Une immersion visuelle qui m’a immédiatement charmé
Dès les premières pages, j’ai été totalement conquis par le travail graphique de Juliette Brocal. L’autrice déploie une identité visuelle affirmée et d’une générosité remarquable sur les 248 pages que compte l’ouvrage. Le trait est vibrant, la mise en scène fluide, et le soin apporté aux détails insuffle une atmosphère médiévale fascinante à l’abbaye de Réol. On ressent une maîtrise impressionnante pour un premier album : j’ai été émerveillé par la beauté de chaque planche qui capte le regard du début à la fin.

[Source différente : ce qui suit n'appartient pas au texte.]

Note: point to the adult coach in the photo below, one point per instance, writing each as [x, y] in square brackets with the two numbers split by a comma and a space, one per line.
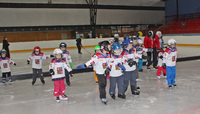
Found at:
[6, 46]
[151, 42]
[79, 44]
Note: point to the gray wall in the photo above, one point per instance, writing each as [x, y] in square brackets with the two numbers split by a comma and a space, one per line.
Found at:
[130, 17]
[42, 17]
[104, 2]
[47, 17]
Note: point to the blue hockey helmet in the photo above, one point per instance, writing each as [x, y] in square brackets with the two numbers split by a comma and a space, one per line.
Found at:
[116, 45]
[150, 33]
[125, 43]
[63, 45]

Une intrigue solide et un fantastique subtilement dosé
Au-delà de la claque visuelle, le scénario s’avère d’une solidité exemplaire. Je me suis laissé complètement embarquer dans cette histoire aux côtés de Iodis, fille illégitime plongée dans les rivalités monastiques et confrontée à la mystérieuse Halcyon. Le récit ne souffre d’aucun temps mort : l’autrice a su me tenir en haleine de la première à la dernière page sans que je m’ennuie une seule minute. J’ai particulièrement apprécié la touche fantastique : elle est subtilement parsemée tout au long de l’album, très bien dosée, ce qui enrichit l’intrigue sans jamais l’alourdir.

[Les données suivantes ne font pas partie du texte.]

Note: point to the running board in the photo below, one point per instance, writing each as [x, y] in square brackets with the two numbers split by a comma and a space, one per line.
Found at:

La naissance d’une autrice à suivre de très près
Réussir à maintenir un rythme aussi captivant sur un pavé de près de 250 pages relevait du défi pour une première œuvre, et Juliette Brocal le relève haut la main. En refermant le livre, j’ai eu le sentiment privilégié d’assister à la naissance d’un grand talent de la bande dessinée. Toute la curiosité suscitée par la création de l’album sur Instagram et Ulule était amplement méritée, et la lecture a surpassé mes espérances.
Conclusion
La Langue des vipères est pour moi une œuvre aboutie, envoûtante et maîtrisée de bout en bout. Entre un univers visuel somptueux, une tension constante et un fantastique empreint de finesse, Juliette Brocal signe l’un de mes plus grands coups de cœur de 2026. Je ne peux que vous recommander chaleureusement de vous plonger dans ce roman graphique d’exception ! Jupiter à bord du Cygne Noir est une aventure spatiale que vous n’êtes pas près d’oublier.

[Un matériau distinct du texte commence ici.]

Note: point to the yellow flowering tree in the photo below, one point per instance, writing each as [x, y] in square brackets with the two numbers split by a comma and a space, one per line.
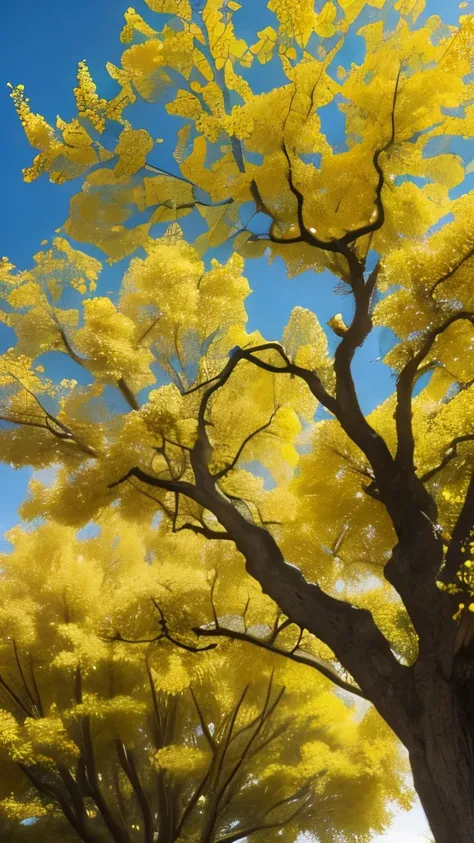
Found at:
[362, 542]
[152, 740]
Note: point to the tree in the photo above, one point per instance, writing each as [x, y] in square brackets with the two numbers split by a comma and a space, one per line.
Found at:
[387, 494]
[149, 740]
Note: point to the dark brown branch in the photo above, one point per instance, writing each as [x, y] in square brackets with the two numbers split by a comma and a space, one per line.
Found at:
[39, 703]
[406, 380]
[453, 269]
[204, 726]
[23, 677]
[163, 635]
[127, 762]
[300, 658]
[461, 536]
[128, 394]
[117, 831]
[224, 471]
[234, 836]
[450, 454]
[15, 698]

Le mot de l’éditeur – Rue de Sèvres:
Fille illégitime d’un important prélat, Iodis a grandi à l’abbaye de Réol aux côtés de jeunes nobles mieux nés. Elle y étudie la Langue, une magie liturgique répondant par des visions aux questions de ceux qui la maîtrisent. Espérant échapper à la vie monastique en étant choisie comme Doctorante, Iodis trouve une rivale déterminée en la personne d’Halcyon de Monterréol, une nouvelle venue à qui tout semble réussir et dont les manières fuyantes lui semblent aussitôt suspectes. Lorsqu’un précieux tableau et le moine qui le peignait disparaissent en laissant derrière eux les traces d’une violente altercation, Iodis n’a plus de doute : Halcyon sait quelque chose et cache un secret qui pourrait compromettre l’abbaye tout entière.